Illinois declared a moratorium on execution after it was discovered that the innocent on death row outnumbered the guilty. Conservatives Concerned, a coalition of conservatives and libertarians opposing the death penalty, which formed in 2013, details a particularly harrowing case:
Ray Krone was sentenced to death for rape and murder in Arizona even though DNA found on the victim did not match him. The state argued against having the DNA submitted to the database since the jury found him guilty even without physical evidence. A decade later, a crime lab worker ran the DNA through a database on his own, without a court order, and uncovered the identity of the person who actually committed the crime.
The list goes on and on. “Texas Court of Criminal Appeals ruled three times” in one year, Chip Rowe writes, “that lawyers accused of sleeping through portions of trials had provided sufficient counsel”. A study by the American Journal of Psychiatry found that 12 of the 14 children pending execution across four states had IQs lower than 90, raising broader questions about the ability of the mentally subnormal to make a case in court.
Once condemned, demonstrating your innocence will not get you off the awaiting hook. The US Court Of Appeals Tenth Circuit ruled in 1999 that “even though [Sean Sellers] may be able to prove his factual innocence of those crimes, we believe that he must be left to the avenue of executive clemency to pursue that claim”. The legal precedent is the 1993 Supreme Court decision Herrera v. Collins, which stated that “Federal habeas courts do not sit to correct errors of fact but to ensure the individuals are not imprisoned in violation of the Constitution”. Read that again: to be put down like a dog, for crimes you did not commit, is not a violation of your constitutional rights. Citing Patterson v. New York, the majority stated: “We have also observed that ‘[d]ue process does not require that every conceivable step be taken, at whatever cost, to eliminate the possibility of convicting an innocent person'”.
So the process of elimination is flawed in more ways than one. In a crowning flourish of absurdity the court asserted that the best and most reliable avenue along which to appeal for habeas corpus relief is executive clemency. Thus John Adams’s edict is reversed, and through the death penalty the United States becomes a government of men and not one of laws. The dissenting judge, Harry Blackmun, concluded that the system of ritual sacrifice is beyond reform and that the only solution is to dismantle the “machinery of death” in its entirety.

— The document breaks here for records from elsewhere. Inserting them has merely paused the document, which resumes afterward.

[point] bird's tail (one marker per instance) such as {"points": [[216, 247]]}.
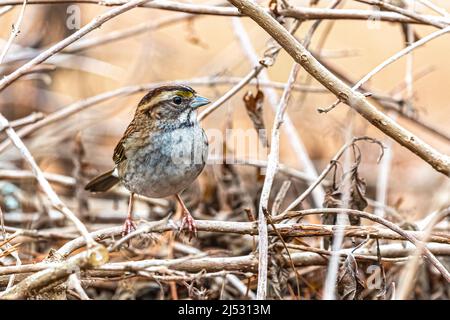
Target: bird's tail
{"points": [[103, 182]]}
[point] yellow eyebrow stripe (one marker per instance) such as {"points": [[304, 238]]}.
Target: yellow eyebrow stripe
{"points": [[186, 94]]}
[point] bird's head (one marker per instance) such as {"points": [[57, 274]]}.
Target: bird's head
{"points": [[176, 102]]}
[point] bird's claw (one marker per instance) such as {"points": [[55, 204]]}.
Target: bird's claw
{"points": [[189, 221], [128, 227]]}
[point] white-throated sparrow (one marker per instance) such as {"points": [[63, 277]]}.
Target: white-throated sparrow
{"points": [[162, 151]]}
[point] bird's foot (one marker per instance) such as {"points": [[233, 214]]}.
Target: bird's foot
{"points": [[189, 222], [128, 227]]}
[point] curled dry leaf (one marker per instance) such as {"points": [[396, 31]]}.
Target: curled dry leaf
{"points": [[254, 107], [350, 284]]}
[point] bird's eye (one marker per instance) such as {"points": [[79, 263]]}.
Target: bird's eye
{"points": [[177, 100]]}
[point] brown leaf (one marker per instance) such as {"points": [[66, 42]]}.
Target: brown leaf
{"points": [[254, 107], [350, 285]]}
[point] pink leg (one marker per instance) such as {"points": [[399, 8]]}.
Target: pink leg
{"points": [[129, 225], [187, 219]]}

More of this growling machinery’s malfunctions continue to come to light. It costs more than the alternatives. Since there are such alternatives, it probably violates the Eighth Amendment’s prohibition against “cruel and unusual” punishment. The lethal injection, which degrades and inverts the medical profession and began with the National Socialist party, is applied with lackadaisical spirit: a Lancet study of 49 executions found that in 21 cases the level of thiopental administered was insufficient to put the condemned to sleep, and failed to meet the legal and ethical standard for putting down dogs.
So an American voter might start by asking: “Who of this rabble gets to decide whether I live or die?” Perhaps it will be Donald Trump, or Hillary Clinton. And if such people cannot be brought to see tax-sponsored sacrifice as cruel, perhaps we will simply have to wait for the day it becomes unusual.
The only flaw is not using it enough.